During Game 6, an experience that set basketball back 30 years, Miami forced the Knicks into a plan as predictable as the “Pass It to Will” offense run by Bel-Air Academy. If point guard Jalen Brunson wasn’t scoring, then New York could find no spark, no variety, no life from anyone else. Brunson accounted for the Knicks’ only two made shots through more than 8½ minutes of play of the final quarter.

New York ended the game with just two more field goals, and though the Heat also lacked inspired shot making, it persisted through its identity. A team president such as Riley, who built this gritty team, theoretically has only so much say in crafting results from the roster. It has been Spoelstra who has worked his magic over this group.

It’s a Heat team that lost, at home, in a play-in game to the Atlanta Hawks, then needed a big run late to beat the Chicago Bulls in another just to earn the right to face the best team in the East during the regular season, the Bucks. That series barely broke in before Miami started losing its depth, first with former sixth man of the year Tyler Herro fracturing his hand, then Victor Oladipo tearing the patellar tendon in his left knee. Through all of this, the Heat survived, thanks in part to a few mega games from Butler but also the steadiness from its coach.

“You hope adversity brings a group together rather than take away their spirit,” Spoelstra told reporters Friday. “I had that feeling for the last three months of the regular season, but then it was cemented in my mind after we lost the Atlanta game. Soon as I walked into the film session the next day, I knew how badly our team wanted to keep this thing going. That’s a spirit thing you always hope you cultivate in your team.
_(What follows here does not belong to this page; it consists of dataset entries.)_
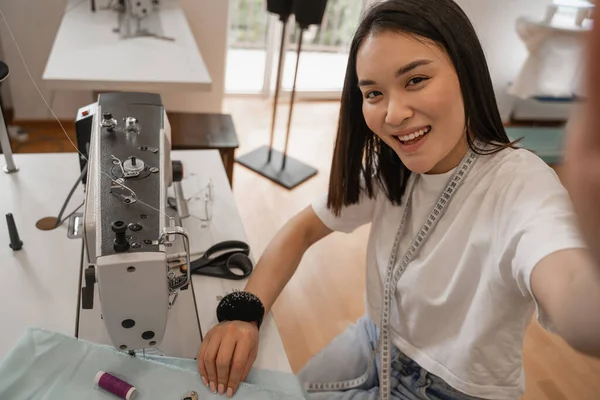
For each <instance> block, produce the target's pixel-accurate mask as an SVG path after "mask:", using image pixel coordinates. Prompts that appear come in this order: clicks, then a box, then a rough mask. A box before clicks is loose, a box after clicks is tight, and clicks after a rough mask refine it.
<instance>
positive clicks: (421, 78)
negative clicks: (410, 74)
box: [408, 77, 427, 85]
mask: <svg viewBox="0 0 600 400" xmlns="http://www.w3.org/2000/svg"><path fill="white" fill-rule="evenodd" d="M426 80H427V78H423V77H416V78H412V79H411V80H410V81H408V84H409V85H411V84H412V85H418V84H419V83H421V82H424V81H426Z"/></svg>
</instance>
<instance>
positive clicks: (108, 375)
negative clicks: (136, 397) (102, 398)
mask: <svg viewBox="0 0 600 400" xmlns="http://www.w3.org/2000/svg"><path fill="white" fill-rule="evenodd" d="M95 382H96V385H98V386H99V387H100V388H102V389H104V390H106V391H107V392H110V393H112V394H114V395H115V396H117V397H119V398H121V399H123V400H131V399H133V398H134V397H135V395H136V394H137V390H136V388H135V387H133V386H131V385H130V384H129V383H127V382H125V381H124V380H122V379H120V378H117V377H116V376H114V375H111V374H109V373H108V372H104V371H99V372H98V373H97V374H96V378H95Z"/></svg>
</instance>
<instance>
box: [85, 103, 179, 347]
mask: <svg viewBox="0 0 600 400" xmlns="http://www.w3.org/2000/svg"><path fill="white" fill-rule="evenodd" d="M86 110H87V114H86ZM79 113H80V114H85V115H84V116H85V117H87V118H78V123H80V122H81V121H87V123H88V124H91V126H90V129H89V132H90V135H89V151H87V154H88V155H87V159H88V162H87V164H82V165H87V168H88V171H87V180H86V202H85V212H84V244H85V250H86V253H87V260H84V261H85V262H87V263H88V265H89V267H88V268H86V270H85V271H86V272H85V277H86V286H85V288H84V289H83V293H82V303H83V304H82V308H84V309H86V308H92V307H94V305H93V298H94V284H95V287H96V288H97V289H98V297H97V298H99V302H100V309H101V313H102V320H103V322H104V325H105V327H106V330H107V332H108V335H109V337H110V340H111V342H112V343H113V345H114V346H115V347H116V348H118V349H122V350H127V351H135V350H139V349H145V348H150V347H155V346H159V345H160V343H161V340H162V338H163V336H164V333H165V330H166V326H167V317H168V313H169V309H170V307H171V305H172V304H173V302H174V299H175V298H176V296H177V294H178V292H179V290H183V289H187V287H188V285H189V282H190V276H189V268H188V273H187V274H183V275H181V274H180V275H179V276H178V275H177V274H175V272H174V271H170V270H169V268H168V263H167V258H168V253H169V248H170V246H171V244H172V243H173V242H174V241H175V240H176V239H183V241H184V244H185V245H186V250H187V251H188V261H189V243H187V234H186V233H185V231H184V230H183V229H182V228H181V227H177V226H175V219H174V218H173V217H172V216H170V215H168V206H167V190H168V188H169V187H170V186H171V185H172V184H173V183H176V182H178V181H180V180H181V178H182V175H183V171H182V169H181V168H180V166H179V165H178V164H177V163H172V162H171V159H170V152H171V144H170V126H169V122H168V118H167V115H166V113H165V110H164V107H163V105H162V101H161V97H160V96H159V95H156V94H148V93H107V94H101V95H100V96H99V98H98V102H97V103H95V104H93V105H92V106H88V107H87V108H83V109H81V110H80V111H79ZM78 141H79V142H80V143H79V144H80V149H81V148H82V146H81V142H86V140H85V138H81V137H80V135H78ZM86 149H87V146H86ZM171 215H172V214H171ZM177 235H180V236H181V237H178V236H177Z"/></svg>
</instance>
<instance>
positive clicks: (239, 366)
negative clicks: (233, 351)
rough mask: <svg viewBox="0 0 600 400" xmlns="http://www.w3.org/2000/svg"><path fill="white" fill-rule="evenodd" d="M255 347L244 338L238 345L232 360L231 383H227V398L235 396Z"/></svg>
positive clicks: (248, 340)
mask: <svg viewBox="0 0 600 400" xmlns="http://www.w3.org/2000/svg"><path fill="white" fill-rule="evenodd" d="M253 346H254V343H253V342H252V341H251V340H250V339H248V338H243V339H241V340H239V341H238V342H237V344H236V347H235V352H234V354H233V358H232V360H231V369H230V373H229V381H228V383H227V396H229V397H231V396H233V394H234V393H235V392H236V391H237V389H238V386H239V384H240V381H241V380H242V377H243V375H244V372H246V367H247V364H248V359H249V357H250V355H251V352H252V347H253Z"/></svg>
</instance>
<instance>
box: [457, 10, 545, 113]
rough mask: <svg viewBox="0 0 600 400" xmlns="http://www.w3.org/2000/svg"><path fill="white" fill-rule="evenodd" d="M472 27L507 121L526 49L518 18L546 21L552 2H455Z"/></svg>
mask: <svg viewBox="0 0 600 400" xmlns="http://www.w3.org/2000/svg"><path fill="white" fill-rule="evenodd" d="M456 2H457V3H458V4H459V5H460V6H461V8H462V9H463V10H464V11H465V13H466V14H467V15H468V16H469V19H470V20H471V22H472V23H473V26H474V27H475V30H476V31H477V34H478V36H479V39H480V41H481V43H482V45H483V48H484V51H485V53H486V58H487V62H488V67H489V69H490V74H491V76H492V81H493V83H494V89H495V91H496V97H497V99H498V106H499V108H500V113H501V114H502V118H503V119H504V120H507V119H508V117H509V114H510V112H511V110H512V109H513V107H514V104H515V99H514V98H513V97H512V96H510V95H509V94H508V93H507V86H508V84H509V82H511V81H512V80H513V79H514V78H515V76H516V75H517V74H518V73H519V71H520V69H521V66H522V65H523V63H524V62H525V59H526V58H527V55H528V53H527V49H526V48H525V46H524V44H523V42H522V41H521V39H520V38H519V36H518V35H517V33H516V31H515V23H516V20H517V18H518V17H520V16H523V15H529V16H531V17H534V18H540V19H541V18H543V17H544V14H545V10H546V6H547V5H548V4H551V3H552V0H502V1H496V0H456Z"/></svg>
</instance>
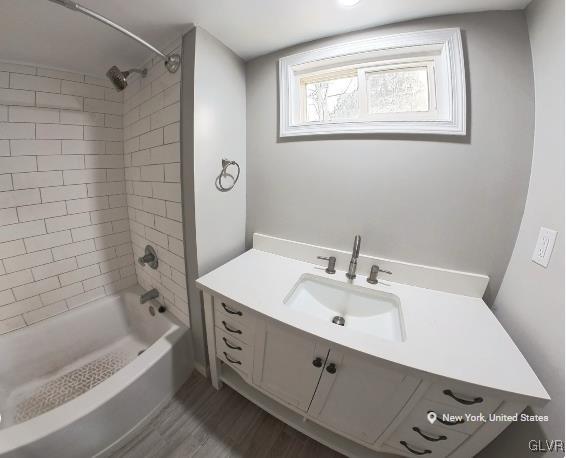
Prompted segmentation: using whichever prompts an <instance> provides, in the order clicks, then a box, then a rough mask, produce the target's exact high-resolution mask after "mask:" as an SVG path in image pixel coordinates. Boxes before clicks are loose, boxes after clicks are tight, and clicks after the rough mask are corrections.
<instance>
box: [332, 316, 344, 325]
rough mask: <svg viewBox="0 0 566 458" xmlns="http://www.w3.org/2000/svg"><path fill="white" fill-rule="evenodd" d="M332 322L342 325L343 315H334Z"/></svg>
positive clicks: (343, 318)
mask: <svg viewBox="0 0 566 458" xmlns="http://www.w3.org/2000/svg"><path fill="white" fill-rule="evenodd" d="M332 322H333V323H334V324H337V325H338V326H344V324H345V323H346V320H345V319H344V317H343V316H340V315H336V316H335V317H334V318H332Z"/></svg>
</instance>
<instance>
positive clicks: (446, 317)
mask: <svg viewBox="0 0 566 458" xmlns="http://www.w3.org/2000/svg"><path fill="white" fill-rule="evenodd" d="M305 273H309V274H313V275H317V276H320V277H323V278H331V279H332V280H335V281H338V282H342V283H348V282H349V280H348V279H347V278H346V276H345V273H344V272H343V271H336V274H334V275H329V274H327V273H326V272H325V271H324V268H321V267H320V266H318V265H314V264H310V263H307V262H302V261H298V260H295V259H291V258H286V257H283V256H279V255H275V254H271V253H267V252H264V251H260V250H257V249H251V250H249V251H247V252H246V253H244V254H242V255H240V256H238V257H237V258H235V259H233V260H232V261H230V262H228V263H226V264H224V265H223V266H221V267H219V268H218V269H215V270H214V271H212V272H210V273H208V274H206V275H204V276H203V277H201V278H199V279H198V280H197V285H199V287H200V288H202V289H203V290H204V291H205V292H208V293H211V294H219V295H221V296H224V297H225V298H227V299H231V300H233V301H235V302H237V303H239V304H241V305H243V306H246V307H248V308H250V309H252V310H255V311H256V312H258V313H260V314H263V315H266V316H268V317H271V318H273V319H275V320H278V321H280V322H282V323H285V324H288V325H291V326H293V327H295V328H298V329H300V330H303V331H305V332H308V333H310V334H313V335H315V336H317V337H319V338H322V339H325V340H327V341H329V342H333V343H336V344H338V345H341V346H344V347H346V348H350V349H353V350H356V351H359V352H362V353H365V354H367V355H371V356H374V357H376V358H380V359H383V360H387V361H391V362H393V363H396V364H401V365H404V366H407V367H410V368H413V369H416V370H420V371H424V372H427V373H431V374H435V375H439V376H442V377H448V378H451V379H454V380H460V381H464V382H467V383H472V384H475V385H479V386H484V387H489V388H493V389H495V390H501V391H505V392H510V393H515V394H517V395H519V396H524V397H528V398H530V399H529V401H530V402H531V403H533V402H534V403H536V402H537V401H544V400H548V399H549V395H548V393H547V392H546V390H545V389H544V387H543V386H542V384H541V383H540V381H539V379H538V378H537V376H536V374H535V373H534V371H533V370H532V369H531V367H530V366H529V364H528V362H527V361H526V360H525V358H524V357H523V355H522V354H521V352H520V351H519V349H518V348H517V347H516V345H515V343H514V342H513V341H512V340H511V338H510V337H509V335H508V334H507V332H506V331H505V329H504V328H503V327H502V326H501V324H500V323H499V321H498V320H497V319H496V317H495V316H494V315H493V313H492V312H491V310H490V309H489V308H488V307H487V305H486V304H485V303H484V302H483V301H482V300H481V299H479V298H474V297H469V296H463V295H459V294H453V293H447V292H443V291H437V290H432V289H426V288H420V287H415V286H409V285H405V284H401V283H394V282H391V281H387V280H386V279H385V280H383V281H381V280H380V282H379V283H378V284H377V285H370V284H369V283H367V282H366V281H365V275H363V274H362V273H360V274H359V275H358V277H357V278H356V279H355V280H353V284H354V285H358V286H361V287H364V288H369V289H373V290H380V291H385V292H388V293H393V294H395V295H397V296H398V297H399V298H400V300H401V309H402V315H403V321H404V325H405V334H406V337H405V340H404V341H403V342H393V341H388V340H384V339H381V338H379V337H376V336H373V335H369V334H363V333H360V332H355V331H352V330H349V329H348V328H343V327H340V326H336V325H334V324H332V323H326V322H324V321H322V320H318V319H314V318H313V319H309V318H308V316H307V315H304V314H302V313H297V311H296V310H292V309H290V308H289V307H286V306H285V305H284V303H283V301H284V299H285V297H286V296H287V294H288V293H289V292H290V291H291V289H292V288H293V287H294V286H295V284H296V283H297V281H298V280H299V278H300V277H301V275H303V274H305Z"/></svg>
It doesn’t always happen, and that’s why you’re just grateful for this opportunity to represent the Eastern Conference in the Eastern Conference finals.”

In a league that treats coaches as disposable as game-used tape, Spoelstra, the film-room kid, has remained. While Spoelstra’s lowly beginnings help fluff up his story arc from the video room to the Heat’s sideline, the fairy-tale rise should no longer define him.

Miami has the best coach remaining in the playoffs. And this advantage cannot be emphasized enough as game-to-game adjustments, late timeout usage and overall trust among the players will become paramount.

The 76ers have Rivers, but his one championship ring can no longer gloss over a streaky playoff record that includes not leading a team past the second round since 2012, when he was with the Celtics. Though Mazzulla didn’t mess up much while Boston ascended to the second seed in the conference, its regular season success masked many of his flaws — namely, his late-game decisions — that have been exposed in the playoffs.

In Miami, however, there’s no pending angst from the fan base. Spoelstra may still look younger than his age and experience suggest, but over the past decade he has proved his worth as a trustworthy leader on the sidelines.